For a nation that relies on nuclear power for about half of its electricity needs, inefficiencies with those plants can take quite a toll on household costs. One energy analysis company told Swedish television that it estimates that last year's problems stuck Swedes with a one billion dollar bill. Now, with winter just around the corner, there are worries that families will once again have to dig deep into their pockets to pay for heating.
Daniel Johansson, a top civil servant for the Ministry of Enterprise, Energy and Communications, told Radio Sweden that the nuclear companies have prioritized safety over producing at full capacity. But in terms of efficiency, he believes they may have "not been the best in planning their investments in the plants."
"They might have been doing quite big upgrades instead of doing gradual updates on the plants," said Johansson. "They had underestimated the problems with these upgrades," he added.

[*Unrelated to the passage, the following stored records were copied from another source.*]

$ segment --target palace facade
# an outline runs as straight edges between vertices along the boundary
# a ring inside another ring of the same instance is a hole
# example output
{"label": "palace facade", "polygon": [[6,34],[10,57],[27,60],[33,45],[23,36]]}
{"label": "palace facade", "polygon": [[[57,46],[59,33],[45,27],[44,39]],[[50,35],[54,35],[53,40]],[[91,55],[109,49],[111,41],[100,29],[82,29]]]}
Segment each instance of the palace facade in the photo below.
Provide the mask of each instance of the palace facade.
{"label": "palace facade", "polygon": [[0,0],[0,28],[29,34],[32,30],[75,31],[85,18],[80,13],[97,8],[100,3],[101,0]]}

Maud Olofsson, the minister of energy, met with the industry last week, to make sure last year's electricity shortfall will not occur again.
According to Johansson, the industry told the ministry that they have learned some lessons. Johansson also reported that the industry seems to be on their way to having all plants back up and running, but for one, which he expects to be ready in late November. He added that the companies have assured the ministry that the situation will improve.
"We have to trust them," said Johansson of the industry. "If they can't fulfill that, then I guess, we will have to consider more concrete measures.